Transported to prison on March 19, 1962, he escaped on May 8, prison records show. Mr. Coney says he bribed a guard with $1,500 but a spokeswoman for the Texas Department of Criminal Justice, Michelle Lyons, said that could not be confirmed.

Two months later, he said, he was rearrested by the government for violating terms of his federal release. When he got out again, he was rearrested in Louisiana for passing small counterfeit checks – for food, he said – and sentenced to 44 years in the Louisiana State Penitentiary, but the sentence was overturned after he had served 12 years, court records show. He escaped once, he said, making it into the Mississippi River before the current thwarted him.

Another time, he said, he escaped from a Jackson, Miss., hospital by walking out the door and leaving a sawed bar on the window to confound the authorities. The hacksaw blades had been supplied by Ms. Jackson, who spent nine months in jail as a result.

Meanwhile, Mr. Coney had filed a writ seeking dismissal of the Lufkin charges on constitutional grounds. On Sept. 24, 1973, the motion was granted by a Texas district judge in Angelina County, David Walker, who ruled that Mr. Coney “has been found rehabilitated” and “is not a person with present propensities toward violence.” The district attorney concurred.

But no one told Mr. Coney and the order was never put into effect.

In 1983, Mr. Coney was arrested in Mississippi on an assault charge that he describes as a misunderstanding involving a woman wounded by a ricocheting bullet and a plot to murder him for double-indemnity insurance.
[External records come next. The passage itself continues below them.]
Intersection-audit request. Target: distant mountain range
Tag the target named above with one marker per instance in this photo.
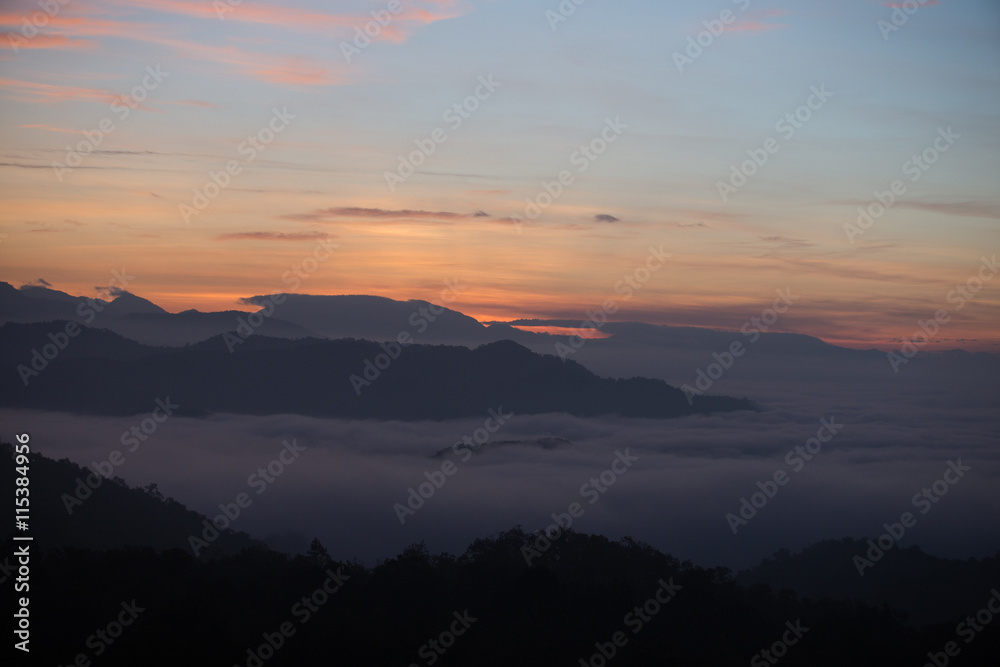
(100, 372)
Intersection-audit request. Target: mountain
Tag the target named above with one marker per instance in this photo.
(922, 588)
(342, 378)
(130, 304)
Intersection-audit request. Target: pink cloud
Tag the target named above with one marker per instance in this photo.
(52, 129)
(29, 91)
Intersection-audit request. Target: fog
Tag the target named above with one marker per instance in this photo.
(689, 473)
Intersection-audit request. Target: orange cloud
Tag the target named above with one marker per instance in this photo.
(272, 236)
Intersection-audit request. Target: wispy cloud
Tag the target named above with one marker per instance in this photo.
(331, 214)
(754, 21)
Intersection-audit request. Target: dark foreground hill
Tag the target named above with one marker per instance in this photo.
(342, 378)
(582, 599)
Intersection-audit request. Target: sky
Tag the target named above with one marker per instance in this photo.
(115, 117)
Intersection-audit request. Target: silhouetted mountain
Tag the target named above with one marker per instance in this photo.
(923, 588)
(344, 378)
(191, 326)
(130, 304)
(376, 318)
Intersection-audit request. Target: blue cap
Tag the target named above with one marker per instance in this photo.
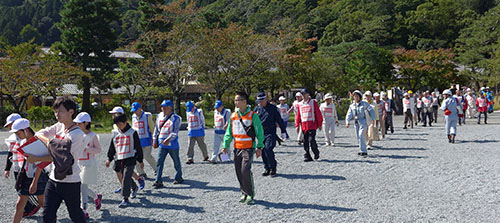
(189, 106)
(218, 103)
(261, 96)
(165, 103)
(135, 106)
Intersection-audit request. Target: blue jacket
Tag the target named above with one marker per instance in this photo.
(269, 116)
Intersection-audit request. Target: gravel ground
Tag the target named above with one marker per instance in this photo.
(414, 175)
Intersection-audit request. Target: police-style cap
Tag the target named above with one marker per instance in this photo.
(189, 106)
(20, 124)
(135, 106)
(82, 117)
(218, 104)
(261, 96)
(11, 118)
(166, 103)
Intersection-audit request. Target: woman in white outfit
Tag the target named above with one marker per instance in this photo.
(88, 163)
(330, 119)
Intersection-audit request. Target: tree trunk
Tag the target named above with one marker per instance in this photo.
(86, 94)
(177, 103)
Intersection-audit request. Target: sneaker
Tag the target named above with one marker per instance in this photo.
(266, 172)
(273, 172)
(363, 154)
(142, 184)
(34, 211)
(134, 193)
(86, 214)
(308, 159)
(243, 198)
(157, 185)
(250, 201)
(98, 202)
(124, 204)
(316, 156)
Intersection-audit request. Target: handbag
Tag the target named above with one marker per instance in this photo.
(248, 129)
(21, 177)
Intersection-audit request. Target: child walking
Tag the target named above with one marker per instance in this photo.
(36, 177)
(88, 162)
(126, 145)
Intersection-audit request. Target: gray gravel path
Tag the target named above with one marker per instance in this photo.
(413, 176)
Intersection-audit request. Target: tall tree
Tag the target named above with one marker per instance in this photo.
(88, 39)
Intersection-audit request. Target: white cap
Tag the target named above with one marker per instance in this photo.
(447, 91)
(82, 117)
(11, 118)
(117, 109)
(20, 124)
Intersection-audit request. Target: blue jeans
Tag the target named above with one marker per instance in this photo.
(162, 154)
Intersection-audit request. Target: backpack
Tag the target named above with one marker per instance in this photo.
(60, 151)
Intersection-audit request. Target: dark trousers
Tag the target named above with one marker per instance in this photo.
(434, 112)
(388, 123)
(127, 180)
(419, 114)
(55, 193)
(408, 117)
(427, 116)
(243, 165)
(268, 152)
(485, 117)
(310, 142)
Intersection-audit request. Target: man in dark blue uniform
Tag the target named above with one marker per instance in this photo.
(269, 116)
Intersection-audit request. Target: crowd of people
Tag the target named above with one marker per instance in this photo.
(73, 147)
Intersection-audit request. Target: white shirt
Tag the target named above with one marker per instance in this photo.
(77, 138)
(329, 112)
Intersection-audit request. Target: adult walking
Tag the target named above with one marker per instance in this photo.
(166, 136)
(143, 124)
(482, 108)
(435, 105)
(244, 127)
(450, 107)
(222, 117)
(295, 109)
(196, 131)
(330, 119)
(471, 102)
(309, 118)
(269, 117)
(285, 115)
(380, 123)
(408, 107)
(390, 106)
(357, 112)
(427, 109)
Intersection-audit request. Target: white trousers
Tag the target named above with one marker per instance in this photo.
(329, 130)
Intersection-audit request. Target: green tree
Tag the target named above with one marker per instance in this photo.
(477, 44)
(88, 39)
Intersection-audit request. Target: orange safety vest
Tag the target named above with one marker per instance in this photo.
(241, 139)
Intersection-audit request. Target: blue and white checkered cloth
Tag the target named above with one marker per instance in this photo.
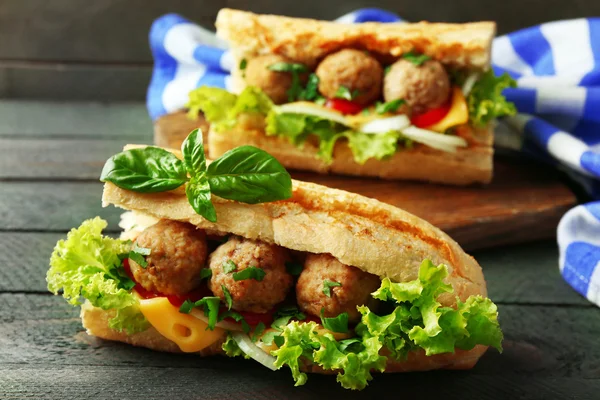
(556, 65)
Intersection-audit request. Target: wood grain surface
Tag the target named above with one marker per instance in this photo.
(74, 50)
(551, 333)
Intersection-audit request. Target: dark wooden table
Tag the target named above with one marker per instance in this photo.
(50, 157)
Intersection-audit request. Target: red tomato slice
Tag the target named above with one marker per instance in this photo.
(430, 117)
(344, 106)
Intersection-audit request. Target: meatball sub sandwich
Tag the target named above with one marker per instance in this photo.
(397, 101)
(236, 258)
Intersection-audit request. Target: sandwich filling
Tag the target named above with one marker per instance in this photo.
(375, 104)
(210, 292)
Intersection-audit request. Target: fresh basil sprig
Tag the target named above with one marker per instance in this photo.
(246, 174)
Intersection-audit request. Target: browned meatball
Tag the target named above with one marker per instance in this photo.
(274, 84)
(356, 70)
(250, 294)
(178, 252)
(355, 287)
(423, 87)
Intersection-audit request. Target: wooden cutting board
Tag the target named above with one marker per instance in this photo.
(523, 203)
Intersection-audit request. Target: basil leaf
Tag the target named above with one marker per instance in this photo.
(390, 106)
(257, 274)
(249, 175)
(229, 266)
(338, 324)
(198, 194)
(294, 268)
(205, 273)
(227, 295)
(327, 285)
(193, 153)
(147, 170)
(416, 58)
(288, 67)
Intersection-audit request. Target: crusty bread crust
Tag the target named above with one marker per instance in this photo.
(468, 165)
(95, 321)
(376, 237)
(308, 41)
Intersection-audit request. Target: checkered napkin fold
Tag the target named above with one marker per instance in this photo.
(556, 66)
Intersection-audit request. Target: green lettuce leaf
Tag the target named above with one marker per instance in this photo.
(215, 103)
(221, 107)
(486, 101)
(419, 320)
(87, 265)
(365, 146)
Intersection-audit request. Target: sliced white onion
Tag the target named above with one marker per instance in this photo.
(304, 107)
(253, 351)
(469, 83)
(435, 140)
(227, 325)
(385, 125)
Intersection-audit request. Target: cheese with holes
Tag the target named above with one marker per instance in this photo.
(189, 333)
(458, 114)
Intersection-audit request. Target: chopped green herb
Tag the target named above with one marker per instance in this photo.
(327, 285)
(229, 266)
(389, 107)
(138, 258)
(205, 273)
(228, 299)
(344, 93)
(258, 330)
(258, 274)
(210, 305)
(288, 67)
(416, 58)
(279, 340)
(320, 100)
(187, 306)
(294, 268)
(268, 337)
(337, 324)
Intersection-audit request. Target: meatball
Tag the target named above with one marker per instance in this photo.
(356, 70)
(274, 84)
(178, 252)
(423, 87)
(250, 294)
(354, 290)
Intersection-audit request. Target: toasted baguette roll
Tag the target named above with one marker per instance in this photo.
(373, 236)
(308, 41)
(468, 165)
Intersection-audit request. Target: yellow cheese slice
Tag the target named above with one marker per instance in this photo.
(458, 114)
(189, 333)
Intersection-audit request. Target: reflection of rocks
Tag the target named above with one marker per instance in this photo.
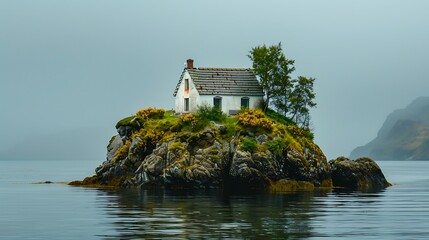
(186, 214)
(363, 173)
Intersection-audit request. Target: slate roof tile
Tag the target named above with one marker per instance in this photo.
(224, 81)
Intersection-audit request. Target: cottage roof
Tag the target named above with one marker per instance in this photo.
(224, 81)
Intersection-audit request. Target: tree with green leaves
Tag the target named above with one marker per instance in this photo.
(273, 70)
(301, 100)
(290, 97)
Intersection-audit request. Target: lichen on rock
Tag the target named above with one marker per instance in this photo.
(250, 151)
(360, 174)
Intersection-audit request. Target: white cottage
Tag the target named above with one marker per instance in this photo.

He got 20 years, during which he worked with AIDS patients and won commendations.

He was released in March 2003. Texas was waiting – returning him to Huntsville to finish out the rest of his life term. But that October he filed a new writ, which set Judge Wilson on his investigation that freed Mr. Coney. He and Shirley were to have been formally married on Friday but the ceremony was put off until Mr. Coney can obtain something better than a prison ID.

Judge Wilson had one final recommendation: “I hope the petitioner hires a good screenwriter.”